Summary of the methods for intercepting Chinese strings in PHP. Program 1: PHP intercepts Chinese strings. because the homepage and vTigerCRM often encounter garbled characters when intercepting Chinese strings (using substr), today we can find a better method to intercept Chinese strings: PHP method for intercepting Chinese Strings
Because the homepage and vTigerCRM frequently contain garbled characters when intercepting Chinese strings (using substr), we can find a better method to intercept Chinese strings and share it with you here.

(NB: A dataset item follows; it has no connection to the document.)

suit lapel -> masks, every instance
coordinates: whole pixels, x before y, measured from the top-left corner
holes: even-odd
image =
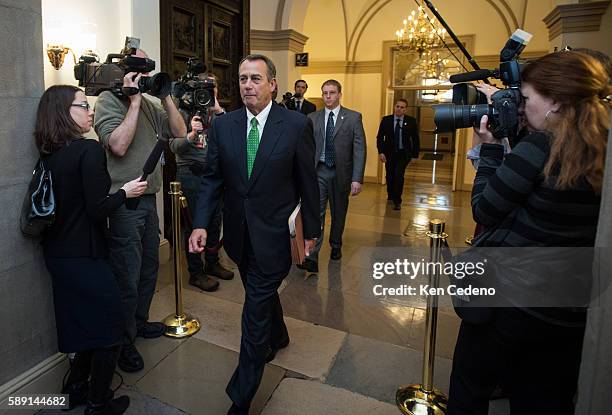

Copy to ClipboardReference: [www.bkjia.com] function msubstr ($ str, $ start, $ len ){
$ Tmpstr = "";
$ Strlen = $ start + $ len;
For ($ I = 0; $ I <$ strlen; $ I ++ ){
If (ord (substr ($ str, $ I, 1)> 0xa0 ){
$ Tmpstr. = substr ($ str, $ I, 2 );
$ I ++;
} Else
$ Tmpstr. = substr ($ str, $ I, 1 );
}
Return $ tmpstr;
}
Program 2: PHP intercepts the UTF-8 string to solve the problem of half character
Copy to ClipboardReference content: [www.bkjia.com]/********************************** ******************************
* PHP intercepts the UTF-8 string to solve the half character problem.
* English letters, numbers (halfwidth) are 1 byte (8 bits), and Chinese (fullwidth) are 3 bytes.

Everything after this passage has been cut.